# pre - skimed drywall



## 2buckcanuck (Jul 9, 2010)

anyone use this product before,how is it,how much more money,is it worth the extra price etc.....here's the link http://www.lafargenorthamerica.com/...93130d93138eb/RD_DW_TypeX_Submittal_final.pdf

it's a type of drywall that comes with a coat of mud (skim) on it already


----------



## tricounty dwall (Apr 29, 2010)

whats the price on it


----------



## cazna (Mar 28, 2010)

Now that looks like a winner, maybe in 100 years from now we might get some :thumbup:


----------



## Checkers (Jun 25, 2010)

That's kick ass! I'll call my supplier tomorrow.


----------



## wnybassman (May 9, 2008)

You'd have to tint your mud to see anything on this board.


----------



## 2buckcanuck (Jul 9, 2010)

wnybassman said:


> You'd have to tint your mud to see anything on this board.


you got a good point there,how do you find your screws after you do the 1st coat,maybe they tint the drywall ????
plus they recommend using their mud of coarse ,what if they coat it with tuff sanding mud,but you use lite mud etc....
some one should buy and test this product ,,,eh!!!


----------



## comremodel (May 6, 2009)

There is a thread going on over at Painter's Talk about how they can't get paint to stick to it. It doesn't seem to be coated with mud at all, more like a high build primer. You are also supposed to use their special mud to tape. 

-Hal


----------



## Capt-sheetrock (Dec 11, 2009)

I'm not interested in anything that LaFarge has to offer


----------



## suncoast drywaller (Sep 4, 2009)

Have used Lafage over here in Aus for many years .Their stuff is good to work with with good results . I would imagine the product you are talking about would have some type of guarantee .


----------



## cazna (Mar 28, 2010)

I Read some of this over on paint talk, Seems like they are having some issues with it, the coating is smooth as, like bin sealer, when you paint it, it takes a long time to dry as the paint wont soak in on the board but does on the mud which is causing some flashing problems with the paint, Early day yet as with anything new, they might work it out.


----------



## Mudstar (Feb 15, 2008)

cazna said:


> Now that looks like a winner, maybe in 100 years from now we might get some :thumbup:



Why do you always look for something you think might be better?

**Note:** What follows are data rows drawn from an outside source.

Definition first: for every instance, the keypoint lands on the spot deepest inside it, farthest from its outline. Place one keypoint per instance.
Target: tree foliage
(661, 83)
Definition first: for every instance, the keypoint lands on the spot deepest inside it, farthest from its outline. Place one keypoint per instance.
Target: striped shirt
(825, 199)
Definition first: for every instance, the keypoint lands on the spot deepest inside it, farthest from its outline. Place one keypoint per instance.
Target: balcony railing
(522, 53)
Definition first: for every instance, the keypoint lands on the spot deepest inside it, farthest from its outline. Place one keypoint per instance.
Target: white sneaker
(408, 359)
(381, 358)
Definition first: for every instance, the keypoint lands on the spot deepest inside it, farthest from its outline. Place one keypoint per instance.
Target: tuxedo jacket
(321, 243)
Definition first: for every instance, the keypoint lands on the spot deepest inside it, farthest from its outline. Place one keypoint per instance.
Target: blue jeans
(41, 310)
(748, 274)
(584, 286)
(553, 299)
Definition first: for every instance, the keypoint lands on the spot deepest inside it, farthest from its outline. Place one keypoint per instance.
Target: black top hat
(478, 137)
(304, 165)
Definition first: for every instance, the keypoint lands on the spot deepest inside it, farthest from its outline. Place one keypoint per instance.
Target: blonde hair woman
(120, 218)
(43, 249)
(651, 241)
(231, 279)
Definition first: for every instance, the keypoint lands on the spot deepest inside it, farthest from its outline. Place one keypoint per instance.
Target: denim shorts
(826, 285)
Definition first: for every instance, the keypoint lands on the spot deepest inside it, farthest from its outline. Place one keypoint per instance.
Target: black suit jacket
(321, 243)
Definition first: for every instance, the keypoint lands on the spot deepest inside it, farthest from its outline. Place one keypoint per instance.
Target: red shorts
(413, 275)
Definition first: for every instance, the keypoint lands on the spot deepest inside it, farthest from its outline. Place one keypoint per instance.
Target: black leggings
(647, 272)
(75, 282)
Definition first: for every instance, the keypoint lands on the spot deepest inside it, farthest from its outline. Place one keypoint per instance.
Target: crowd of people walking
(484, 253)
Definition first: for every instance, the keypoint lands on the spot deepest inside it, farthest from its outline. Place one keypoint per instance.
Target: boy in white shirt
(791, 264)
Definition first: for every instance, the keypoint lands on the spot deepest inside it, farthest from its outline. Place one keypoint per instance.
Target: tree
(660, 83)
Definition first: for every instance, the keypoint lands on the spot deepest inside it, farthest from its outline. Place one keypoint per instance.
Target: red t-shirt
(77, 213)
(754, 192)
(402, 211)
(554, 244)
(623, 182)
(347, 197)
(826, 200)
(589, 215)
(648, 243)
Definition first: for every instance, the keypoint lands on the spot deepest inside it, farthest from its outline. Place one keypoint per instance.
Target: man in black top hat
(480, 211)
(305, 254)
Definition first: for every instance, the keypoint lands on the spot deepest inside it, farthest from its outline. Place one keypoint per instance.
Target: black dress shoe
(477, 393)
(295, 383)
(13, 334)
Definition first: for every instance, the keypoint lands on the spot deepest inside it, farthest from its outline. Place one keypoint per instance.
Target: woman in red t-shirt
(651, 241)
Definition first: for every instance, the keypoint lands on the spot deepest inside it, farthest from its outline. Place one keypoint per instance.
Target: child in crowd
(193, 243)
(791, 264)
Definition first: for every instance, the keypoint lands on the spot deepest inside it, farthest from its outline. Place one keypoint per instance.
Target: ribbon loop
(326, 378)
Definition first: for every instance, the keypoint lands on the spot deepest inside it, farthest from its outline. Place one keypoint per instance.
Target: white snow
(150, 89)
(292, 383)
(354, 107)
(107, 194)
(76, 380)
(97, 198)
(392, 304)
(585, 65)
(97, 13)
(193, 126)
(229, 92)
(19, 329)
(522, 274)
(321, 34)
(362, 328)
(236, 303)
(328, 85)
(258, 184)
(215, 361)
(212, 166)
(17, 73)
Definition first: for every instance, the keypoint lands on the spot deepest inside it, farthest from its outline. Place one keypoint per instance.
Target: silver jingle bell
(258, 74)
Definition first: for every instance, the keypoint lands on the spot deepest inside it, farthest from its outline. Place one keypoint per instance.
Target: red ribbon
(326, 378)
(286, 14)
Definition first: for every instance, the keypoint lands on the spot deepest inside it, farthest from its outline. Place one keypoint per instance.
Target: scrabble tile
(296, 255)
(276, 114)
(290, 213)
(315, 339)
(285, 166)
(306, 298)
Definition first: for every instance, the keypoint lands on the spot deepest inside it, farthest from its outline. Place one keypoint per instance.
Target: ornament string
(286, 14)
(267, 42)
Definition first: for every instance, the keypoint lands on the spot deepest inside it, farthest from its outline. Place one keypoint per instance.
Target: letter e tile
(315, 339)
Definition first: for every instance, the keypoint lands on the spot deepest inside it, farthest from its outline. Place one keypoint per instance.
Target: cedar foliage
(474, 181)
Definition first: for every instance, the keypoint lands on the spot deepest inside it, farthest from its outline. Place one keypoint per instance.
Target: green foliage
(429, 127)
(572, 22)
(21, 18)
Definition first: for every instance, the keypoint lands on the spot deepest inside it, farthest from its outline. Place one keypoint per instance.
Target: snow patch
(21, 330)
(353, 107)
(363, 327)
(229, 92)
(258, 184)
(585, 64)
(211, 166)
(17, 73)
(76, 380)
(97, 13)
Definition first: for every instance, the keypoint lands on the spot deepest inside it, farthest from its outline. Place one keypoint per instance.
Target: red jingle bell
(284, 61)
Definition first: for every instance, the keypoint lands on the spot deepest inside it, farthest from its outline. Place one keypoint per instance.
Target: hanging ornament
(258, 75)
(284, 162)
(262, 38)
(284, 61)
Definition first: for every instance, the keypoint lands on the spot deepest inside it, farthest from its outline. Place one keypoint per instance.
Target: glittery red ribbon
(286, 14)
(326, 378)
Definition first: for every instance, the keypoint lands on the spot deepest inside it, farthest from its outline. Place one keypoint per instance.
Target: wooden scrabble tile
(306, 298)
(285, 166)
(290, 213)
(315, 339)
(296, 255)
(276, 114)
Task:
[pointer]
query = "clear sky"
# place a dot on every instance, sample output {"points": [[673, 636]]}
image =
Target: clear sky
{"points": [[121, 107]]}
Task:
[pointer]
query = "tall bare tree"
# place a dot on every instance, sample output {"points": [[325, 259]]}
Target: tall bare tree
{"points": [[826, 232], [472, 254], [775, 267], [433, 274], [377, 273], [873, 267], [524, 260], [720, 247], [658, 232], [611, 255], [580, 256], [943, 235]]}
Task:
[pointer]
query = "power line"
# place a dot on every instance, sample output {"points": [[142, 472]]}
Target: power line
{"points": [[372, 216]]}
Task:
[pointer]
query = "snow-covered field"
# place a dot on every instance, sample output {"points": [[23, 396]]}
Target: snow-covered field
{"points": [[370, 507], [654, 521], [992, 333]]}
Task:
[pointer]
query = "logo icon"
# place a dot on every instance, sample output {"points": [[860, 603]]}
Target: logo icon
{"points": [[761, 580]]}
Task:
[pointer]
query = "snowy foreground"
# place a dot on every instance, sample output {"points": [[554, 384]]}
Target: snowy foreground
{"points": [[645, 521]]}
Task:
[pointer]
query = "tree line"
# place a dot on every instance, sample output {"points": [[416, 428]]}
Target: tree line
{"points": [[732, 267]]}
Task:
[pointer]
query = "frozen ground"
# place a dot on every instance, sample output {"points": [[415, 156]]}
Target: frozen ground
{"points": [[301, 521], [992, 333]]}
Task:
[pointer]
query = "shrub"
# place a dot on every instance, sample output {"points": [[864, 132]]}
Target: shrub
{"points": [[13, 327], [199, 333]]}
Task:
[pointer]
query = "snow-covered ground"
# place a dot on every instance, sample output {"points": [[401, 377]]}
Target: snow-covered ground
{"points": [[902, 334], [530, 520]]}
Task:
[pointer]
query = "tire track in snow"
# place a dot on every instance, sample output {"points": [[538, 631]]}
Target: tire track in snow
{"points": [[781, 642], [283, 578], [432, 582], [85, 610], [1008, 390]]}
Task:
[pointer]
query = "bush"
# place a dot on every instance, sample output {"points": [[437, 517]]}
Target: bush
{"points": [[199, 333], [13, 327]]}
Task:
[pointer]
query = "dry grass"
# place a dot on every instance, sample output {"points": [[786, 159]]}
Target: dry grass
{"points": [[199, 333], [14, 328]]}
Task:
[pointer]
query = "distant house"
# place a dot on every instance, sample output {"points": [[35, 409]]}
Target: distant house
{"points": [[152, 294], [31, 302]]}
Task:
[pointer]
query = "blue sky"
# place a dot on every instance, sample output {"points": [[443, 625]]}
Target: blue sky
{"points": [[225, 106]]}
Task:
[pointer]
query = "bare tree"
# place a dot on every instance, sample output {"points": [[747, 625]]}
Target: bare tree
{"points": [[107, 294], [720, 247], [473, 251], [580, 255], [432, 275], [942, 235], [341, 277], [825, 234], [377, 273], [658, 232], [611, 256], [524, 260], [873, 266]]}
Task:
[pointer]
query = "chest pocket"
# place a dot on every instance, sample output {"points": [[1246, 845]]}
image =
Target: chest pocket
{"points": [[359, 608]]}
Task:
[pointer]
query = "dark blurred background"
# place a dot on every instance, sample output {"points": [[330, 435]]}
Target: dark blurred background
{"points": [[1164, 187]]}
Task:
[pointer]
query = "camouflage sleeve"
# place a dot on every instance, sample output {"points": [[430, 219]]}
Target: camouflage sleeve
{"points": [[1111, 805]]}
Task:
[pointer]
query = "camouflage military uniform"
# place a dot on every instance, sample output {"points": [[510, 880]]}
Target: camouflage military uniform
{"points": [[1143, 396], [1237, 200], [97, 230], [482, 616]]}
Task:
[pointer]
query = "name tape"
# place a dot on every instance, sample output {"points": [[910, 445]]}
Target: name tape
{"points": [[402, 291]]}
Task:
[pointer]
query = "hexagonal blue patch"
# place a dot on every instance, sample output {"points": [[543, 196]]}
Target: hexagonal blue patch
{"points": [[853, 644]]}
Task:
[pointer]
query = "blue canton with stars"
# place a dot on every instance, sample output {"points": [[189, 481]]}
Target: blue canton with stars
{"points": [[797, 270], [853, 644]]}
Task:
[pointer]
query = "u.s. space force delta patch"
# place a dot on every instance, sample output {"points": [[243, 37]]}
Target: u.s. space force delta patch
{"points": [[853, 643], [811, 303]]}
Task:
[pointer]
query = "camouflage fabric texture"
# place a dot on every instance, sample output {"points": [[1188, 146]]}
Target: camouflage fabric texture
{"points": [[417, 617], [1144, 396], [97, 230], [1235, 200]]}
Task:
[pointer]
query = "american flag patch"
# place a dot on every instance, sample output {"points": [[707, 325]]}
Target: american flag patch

Don't you have it figured out yet ?

With all this experienced tapers on this site you would think you would have picked up on there methods.



With this said, you have not been able to walk the rice paper with out tearing it up young grasshopper and one day you will have success..........keep trying!


----------



## cazna (Mar 28, 2010)

Mudstar said:


> Why do you always look for something you think might be better?
> 
> Don't you have it figured out yet ?
> 
> ...


Thank you for another uncalled for pointless cheapshot mudstar, You just love it dont you, go find someone else to pick at please.


----------



## Mudstar (Feb 15, 2008)

2buck is LHAO you know it cazna................


----------



## 2buckcanuck (Jul 9, 2010)

nope,not this time,this time i would take cazna's side,to me the painters are getting worse and worse.I would not do a whole house with this product,but some of those sunshine walls,the high ones,you know what I mean,were in same type market and houses.we should not half to.but......probably too expensive any how.good paint would be cheaper.or make a smoother surfaced drywall,paper seems to be getting rougher and rougher:yes:


----------



## cazna (Mar 28, 2010)

Mudstar said:


> 2buck is LHAO you know it cazna................


 
What does LHAO mean??? Oh great one who has 294 posts yet none have any substance to them what so ever. How about you just be nice and interact as a normal person would, or are you really that far up your own arse???

Those level 5 boarded walls might have some flashing problems if the board is not absorbing the paint yet the mud is, prob why they have there own mud, maybe it does not suck in the paint as normal mud does allowing a more even primer coat, There is a pic of it on paint talk.


----------



## Bill from Indy (Apr 26, 2010)

I have finished it on jobs I have subbed, but never bought on my own so as for cost....I have no clue..on the finish side, i will pass..we used there mud to tape with..gold/white bucket...finished with usg midweight and didn't have a problem seeing stuff..board is really white and midweight has a grey tint compared to the board....as for sanding..it blows..won't feather...I can get edges to sand better on dens armor than that crap and whatever they use is as hard as a wedding pickle...very well could be high build and not mud because it don't want to sand

I don't miss it...put it that way...would much rather L4 and spray plast or just L5 the walls where need be


----------



## Bill from Indy (Apr 26, 2010)

for those wondering WTF?

http://www.twidursystem.com/wallcoating/sprayplast.html

we use this a lot on high light/vestibule situations...but there are a lot of different products about the same...usg makes one called tuff hide I think...just familiar with spray plast


----------



## alltex (Jan 31, 2009)

looks like another gimic for those looking for an easy way to do smoothwall.Why bother.Just do it normaly (if you know how)And you won,t have to screw around learning yet another way to do a hard days work.


----------



## 2buckcanuck (Jul 9, 2010)

wow,I'm going to sound like cazna here,why do some tapers think with such closed minds,there are times where a architect may call for a level 5 to be achieved by the taper.So this could of been a product where you did level 4 labour to get at level 5 finish,whats there to learn???????
I believe bill from indy (and cazna) that the product has big problems,it sounded good in theory,but what about in practice.Also,It's not the work of most tapers I question,It's the damn painters ,watered down primer etc......maybe we gain with more money in our pockets and not the painters
It's more of a commercial job product,but if it's more cost effective ????


----------



## Tim0282 (Jan 8, 2008)

The product made by Never-Miss sure helps see the mud and "misses". I'll stick with it. We are all looking for new and better/easier ways to maximize our time and material. It's the name of the game to ensure profit. Raising the bottom line is important.


----------